Multitasking and Attention

This morning, I read an article from the Harvard Business Review, “How and (Why) to Stop Multitasking.” The article helped me to see something that I have suspected, that is, that my multitasking, or attempts at it, actually lead me to be less productive and more stressed.

I have always had trouble doing  more than one thing at a time. Now I know better why.

I was encouraged by something Peter Bregman, the author of the article, said. He committed himself to not multitask for an entire week. When he was on the phone, he was on the phone, not checking email, etc.

After that week, he noticed some big differences. For example, he said: “When I was with my children…I shut my cell phone off and found myself much more deeply engaged and present with them. I never realized how significantly a short moment of checking my email disengaged me from the people and things right there in front of me. Don’t laugh, but I actually — for the first time in a while — noticed the beauty of leaves blowing in the wind.”
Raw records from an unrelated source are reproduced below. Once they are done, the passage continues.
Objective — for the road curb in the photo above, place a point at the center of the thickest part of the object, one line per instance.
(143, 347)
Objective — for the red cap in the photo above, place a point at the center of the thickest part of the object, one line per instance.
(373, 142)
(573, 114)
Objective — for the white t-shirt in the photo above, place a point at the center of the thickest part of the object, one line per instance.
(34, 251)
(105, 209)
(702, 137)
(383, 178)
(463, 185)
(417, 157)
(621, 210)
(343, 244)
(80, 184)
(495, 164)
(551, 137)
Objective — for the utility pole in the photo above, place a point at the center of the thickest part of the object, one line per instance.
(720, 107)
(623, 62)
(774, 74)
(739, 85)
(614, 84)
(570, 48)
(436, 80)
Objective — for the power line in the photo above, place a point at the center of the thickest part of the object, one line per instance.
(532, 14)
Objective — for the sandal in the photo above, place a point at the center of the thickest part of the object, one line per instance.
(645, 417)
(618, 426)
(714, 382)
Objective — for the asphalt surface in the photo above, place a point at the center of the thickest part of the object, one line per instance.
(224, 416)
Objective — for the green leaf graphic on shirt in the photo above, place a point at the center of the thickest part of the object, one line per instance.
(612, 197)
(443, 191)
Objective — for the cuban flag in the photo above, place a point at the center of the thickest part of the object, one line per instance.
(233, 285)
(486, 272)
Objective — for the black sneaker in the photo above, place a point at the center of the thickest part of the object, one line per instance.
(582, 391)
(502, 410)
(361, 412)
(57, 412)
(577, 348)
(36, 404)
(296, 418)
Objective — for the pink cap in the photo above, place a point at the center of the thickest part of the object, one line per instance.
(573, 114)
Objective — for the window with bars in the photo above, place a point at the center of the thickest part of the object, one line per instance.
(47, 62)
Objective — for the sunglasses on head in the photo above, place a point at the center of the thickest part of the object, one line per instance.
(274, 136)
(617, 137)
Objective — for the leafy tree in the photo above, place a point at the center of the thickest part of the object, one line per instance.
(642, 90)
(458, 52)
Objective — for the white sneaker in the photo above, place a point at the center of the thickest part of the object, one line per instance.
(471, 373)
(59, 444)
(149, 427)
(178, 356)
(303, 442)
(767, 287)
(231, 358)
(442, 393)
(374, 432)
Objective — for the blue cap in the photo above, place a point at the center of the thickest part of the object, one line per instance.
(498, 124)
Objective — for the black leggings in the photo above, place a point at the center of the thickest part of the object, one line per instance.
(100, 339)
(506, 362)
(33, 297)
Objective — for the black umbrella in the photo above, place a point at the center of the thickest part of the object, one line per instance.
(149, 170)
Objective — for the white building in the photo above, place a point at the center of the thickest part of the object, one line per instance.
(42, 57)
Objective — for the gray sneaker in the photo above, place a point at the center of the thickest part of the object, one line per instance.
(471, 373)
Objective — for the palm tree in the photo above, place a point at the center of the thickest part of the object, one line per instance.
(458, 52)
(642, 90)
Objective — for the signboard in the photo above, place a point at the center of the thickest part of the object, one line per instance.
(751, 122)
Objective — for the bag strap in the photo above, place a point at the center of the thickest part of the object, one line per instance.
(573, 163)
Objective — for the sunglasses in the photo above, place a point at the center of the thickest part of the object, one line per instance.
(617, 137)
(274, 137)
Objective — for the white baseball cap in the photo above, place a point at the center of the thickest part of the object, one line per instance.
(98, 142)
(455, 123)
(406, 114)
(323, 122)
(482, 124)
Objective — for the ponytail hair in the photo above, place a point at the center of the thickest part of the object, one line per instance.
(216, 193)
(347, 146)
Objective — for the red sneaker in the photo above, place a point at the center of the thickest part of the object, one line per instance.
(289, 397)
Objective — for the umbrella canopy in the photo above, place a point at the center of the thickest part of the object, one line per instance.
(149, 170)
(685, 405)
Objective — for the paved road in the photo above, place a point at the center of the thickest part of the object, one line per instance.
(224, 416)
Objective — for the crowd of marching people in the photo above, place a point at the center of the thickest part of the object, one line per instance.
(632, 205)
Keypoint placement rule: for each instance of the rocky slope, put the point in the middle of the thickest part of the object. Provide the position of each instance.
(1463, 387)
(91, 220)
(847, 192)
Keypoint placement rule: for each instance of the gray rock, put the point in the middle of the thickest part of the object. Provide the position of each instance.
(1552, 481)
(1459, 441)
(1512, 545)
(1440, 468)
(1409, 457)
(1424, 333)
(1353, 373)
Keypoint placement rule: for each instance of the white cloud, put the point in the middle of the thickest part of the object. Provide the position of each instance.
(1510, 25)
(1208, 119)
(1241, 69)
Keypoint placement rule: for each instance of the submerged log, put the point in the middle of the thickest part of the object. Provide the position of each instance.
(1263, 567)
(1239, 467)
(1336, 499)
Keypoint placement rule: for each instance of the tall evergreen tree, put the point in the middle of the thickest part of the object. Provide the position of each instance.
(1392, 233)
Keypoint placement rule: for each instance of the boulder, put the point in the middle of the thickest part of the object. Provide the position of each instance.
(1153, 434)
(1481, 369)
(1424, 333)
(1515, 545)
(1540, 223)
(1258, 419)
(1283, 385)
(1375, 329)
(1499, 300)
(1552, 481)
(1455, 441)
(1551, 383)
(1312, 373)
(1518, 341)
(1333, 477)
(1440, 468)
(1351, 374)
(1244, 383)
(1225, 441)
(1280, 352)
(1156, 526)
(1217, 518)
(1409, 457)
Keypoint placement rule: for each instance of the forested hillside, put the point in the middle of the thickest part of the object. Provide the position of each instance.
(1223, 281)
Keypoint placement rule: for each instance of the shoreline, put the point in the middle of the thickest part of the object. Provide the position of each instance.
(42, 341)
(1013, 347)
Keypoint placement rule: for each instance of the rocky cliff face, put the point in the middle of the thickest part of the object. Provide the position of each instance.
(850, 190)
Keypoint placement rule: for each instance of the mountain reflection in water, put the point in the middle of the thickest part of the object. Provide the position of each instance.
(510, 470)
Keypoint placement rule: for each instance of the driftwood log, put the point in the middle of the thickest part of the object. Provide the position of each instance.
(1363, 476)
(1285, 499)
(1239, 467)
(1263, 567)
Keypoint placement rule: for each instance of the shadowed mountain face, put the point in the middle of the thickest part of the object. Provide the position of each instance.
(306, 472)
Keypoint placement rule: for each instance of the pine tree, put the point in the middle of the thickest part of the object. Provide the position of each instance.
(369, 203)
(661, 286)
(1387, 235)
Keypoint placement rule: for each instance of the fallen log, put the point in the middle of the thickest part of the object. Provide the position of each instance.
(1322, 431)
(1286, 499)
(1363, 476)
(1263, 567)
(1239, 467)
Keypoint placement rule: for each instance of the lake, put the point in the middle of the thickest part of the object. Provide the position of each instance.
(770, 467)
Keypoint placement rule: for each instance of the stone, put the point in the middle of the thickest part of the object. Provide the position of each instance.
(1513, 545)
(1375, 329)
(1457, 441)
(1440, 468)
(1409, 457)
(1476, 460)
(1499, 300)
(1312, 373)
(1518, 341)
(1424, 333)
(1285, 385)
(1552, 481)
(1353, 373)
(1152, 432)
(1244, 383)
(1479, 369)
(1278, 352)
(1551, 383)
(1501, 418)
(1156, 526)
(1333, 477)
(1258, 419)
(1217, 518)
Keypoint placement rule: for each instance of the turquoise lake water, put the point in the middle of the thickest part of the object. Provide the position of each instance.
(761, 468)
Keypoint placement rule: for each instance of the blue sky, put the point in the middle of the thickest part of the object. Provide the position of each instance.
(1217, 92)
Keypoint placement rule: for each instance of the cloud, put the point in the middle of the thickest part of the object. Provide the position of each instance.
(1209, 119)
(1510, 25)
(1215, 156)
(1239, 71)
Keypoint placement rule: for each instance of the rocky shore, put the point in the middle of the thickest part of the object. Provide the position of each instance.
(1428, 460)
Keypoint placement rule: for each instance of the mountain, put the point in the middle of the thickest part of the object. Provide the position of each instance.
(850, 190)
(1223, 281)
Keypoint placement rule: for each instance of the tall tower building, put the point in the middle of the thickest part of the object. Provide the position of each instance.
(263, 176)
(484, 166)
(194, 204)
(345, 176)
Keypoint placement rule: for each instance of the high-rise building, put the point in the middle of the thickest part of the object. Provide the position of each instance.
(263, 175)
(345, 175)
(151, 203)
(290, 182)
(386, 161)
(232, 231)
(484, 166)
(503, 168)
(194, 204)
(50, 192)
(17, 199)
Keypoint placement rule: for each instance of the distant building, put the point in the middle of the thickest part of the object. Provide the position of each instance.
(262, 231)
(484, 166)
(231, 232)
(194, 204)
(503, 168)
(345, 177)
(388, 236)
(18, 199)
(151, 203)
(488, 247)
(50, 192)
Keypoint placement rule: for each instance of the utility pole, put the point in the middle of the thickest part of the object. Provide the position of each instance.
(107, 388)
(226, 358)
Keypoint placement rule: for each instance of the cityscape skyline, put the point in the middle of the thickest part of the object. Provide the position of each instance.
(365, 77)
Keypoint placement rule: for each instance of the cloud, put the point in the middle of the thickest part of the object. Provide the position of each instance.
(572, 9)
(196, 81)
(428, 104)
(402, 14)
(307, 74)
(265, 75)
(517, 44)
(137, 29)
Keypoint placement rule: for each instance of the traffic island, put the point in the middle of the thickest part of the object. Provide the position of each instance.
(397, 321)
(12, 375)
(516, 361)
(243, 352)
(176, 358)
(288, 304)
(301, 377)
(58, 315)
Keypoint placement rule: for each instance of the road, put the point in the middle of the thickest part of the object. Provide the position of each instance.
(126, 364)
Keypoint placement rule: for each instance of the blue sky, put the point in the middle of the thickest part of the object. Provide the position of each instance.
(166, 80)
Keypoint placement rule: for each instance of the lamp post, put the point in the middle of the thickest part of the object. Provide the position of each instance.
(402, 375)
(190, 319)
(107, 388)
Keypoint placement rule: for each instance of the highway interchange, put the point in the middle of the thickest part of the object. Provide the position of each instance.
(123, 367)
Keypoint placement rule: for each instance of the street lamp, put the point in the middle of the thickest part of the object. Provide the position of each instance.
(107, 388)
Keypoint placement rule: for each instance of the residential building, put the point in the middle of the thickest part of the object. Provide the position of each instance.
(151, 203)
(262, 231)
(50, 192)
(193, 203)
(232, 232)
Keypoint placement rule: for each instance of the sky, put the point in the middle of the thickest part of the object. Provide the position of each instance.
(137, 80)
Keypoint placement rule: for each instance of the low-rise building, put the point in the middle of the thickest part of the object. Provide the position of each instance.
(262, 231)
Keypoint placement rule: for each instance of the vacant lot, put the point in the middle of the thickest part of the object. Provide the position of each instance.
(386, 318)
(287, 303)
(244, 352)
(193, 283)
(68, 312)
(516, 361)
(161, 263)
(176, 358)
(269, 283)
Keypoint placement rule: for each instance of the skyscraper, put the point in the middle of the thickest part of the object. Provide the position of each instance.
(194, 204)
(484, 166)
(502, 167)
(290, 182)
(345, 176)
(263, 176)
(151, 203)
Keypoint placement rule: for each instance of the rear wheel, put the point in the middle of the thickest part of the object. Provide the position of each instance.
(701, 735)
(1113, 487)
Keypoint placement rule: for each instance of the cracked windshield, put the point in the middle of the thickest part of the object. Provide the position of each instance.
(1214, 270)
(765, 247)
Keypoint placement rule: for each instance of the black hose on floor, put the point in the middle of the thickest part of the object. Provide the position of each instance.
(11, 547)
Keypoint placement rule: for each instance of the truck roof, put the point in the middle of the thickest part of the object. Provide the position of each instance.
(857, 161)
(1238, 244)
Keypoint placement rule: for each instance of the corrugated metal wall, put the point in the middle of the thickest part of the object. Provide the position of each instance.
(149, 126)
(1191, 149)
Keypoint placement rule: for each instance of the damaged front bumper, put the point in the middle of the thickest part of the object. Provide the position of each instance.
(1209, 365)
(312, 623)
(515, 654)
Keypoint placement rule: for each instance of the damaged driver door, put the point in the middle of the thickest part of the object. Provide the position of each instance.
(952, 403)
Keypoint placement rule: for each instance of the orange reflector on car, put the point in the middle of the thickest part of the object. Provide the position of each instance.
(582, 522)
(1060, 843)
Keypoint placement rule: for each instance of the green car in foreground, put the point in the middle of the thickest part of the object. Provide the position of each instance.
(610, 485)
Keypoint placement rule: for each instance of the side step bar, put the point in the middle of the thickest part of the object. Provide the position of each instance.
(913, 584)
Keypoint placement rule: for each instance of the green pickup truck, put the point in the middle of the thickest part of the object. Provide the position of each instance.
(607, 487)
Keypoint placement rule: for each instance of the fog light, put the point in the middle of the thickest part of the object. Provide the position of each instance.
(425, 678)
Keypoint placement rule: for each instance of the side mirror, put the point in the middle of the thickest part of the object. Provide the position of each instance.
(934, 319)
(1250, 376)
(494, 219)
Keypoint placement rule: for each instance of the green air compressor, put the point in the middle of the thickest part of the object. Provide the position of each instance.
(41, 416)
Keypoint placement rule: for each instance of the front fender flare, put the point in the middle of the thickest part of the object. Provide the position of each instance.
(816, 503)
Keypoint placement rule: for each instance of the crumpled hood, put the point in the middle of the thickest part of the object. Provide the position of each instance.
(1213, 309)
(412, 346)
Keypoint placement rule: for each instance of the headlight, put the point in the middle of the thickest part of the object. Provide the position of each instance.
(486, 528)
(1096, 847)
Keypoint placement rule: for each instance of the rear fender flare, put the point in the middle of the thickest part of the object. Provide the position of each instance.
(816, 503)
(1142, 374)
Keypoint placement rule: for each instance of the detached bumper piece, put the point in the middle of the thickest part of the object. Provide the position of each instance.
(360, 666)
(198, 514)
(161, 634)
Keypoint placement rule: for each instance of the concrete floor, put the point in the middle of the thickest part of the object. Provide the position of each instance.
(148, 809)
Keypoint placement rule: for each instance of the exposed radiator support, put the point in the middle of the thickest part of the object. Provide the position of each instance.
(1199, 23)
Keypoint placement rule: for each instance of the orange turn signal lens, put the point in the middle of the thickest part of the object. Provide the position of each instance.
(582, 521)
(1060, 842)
The dissipation of attention seems to be a bane of modern life.

A cell phone or handheld device can be totally distracting when we are in a conversation or in a meeting. It sends a message that the person calling or texting is more important than person we are with. Not a good feeling. A computer laptop can suck the life out of relationships, ruin an evening together, or even a vacation. Such things make our attention a cheat.

Pure, focused attention is one of the greatest compliments we can pay to another person. When that attention is distracted and broken apart, it is disheartening to those around us, especially those we love. We instinctively sense whether we are important to others, at any given moment, by the quality of attention we are given by them.

Satan begins his work with distraction, I believe. Distraction is the first step to unraveling a relationship, the first step on a downward spiral. We can refocus and turn that around. 

If you want to pay a loved one a compliment, set other things aside and really pay attention with both ears and both eyes. Turn off your phone and computer, and turn on your heart. When our children and spouses know that we are honest and sincere in the attention we give, they tend to be less in need of attention, but, funny, we like to give it more.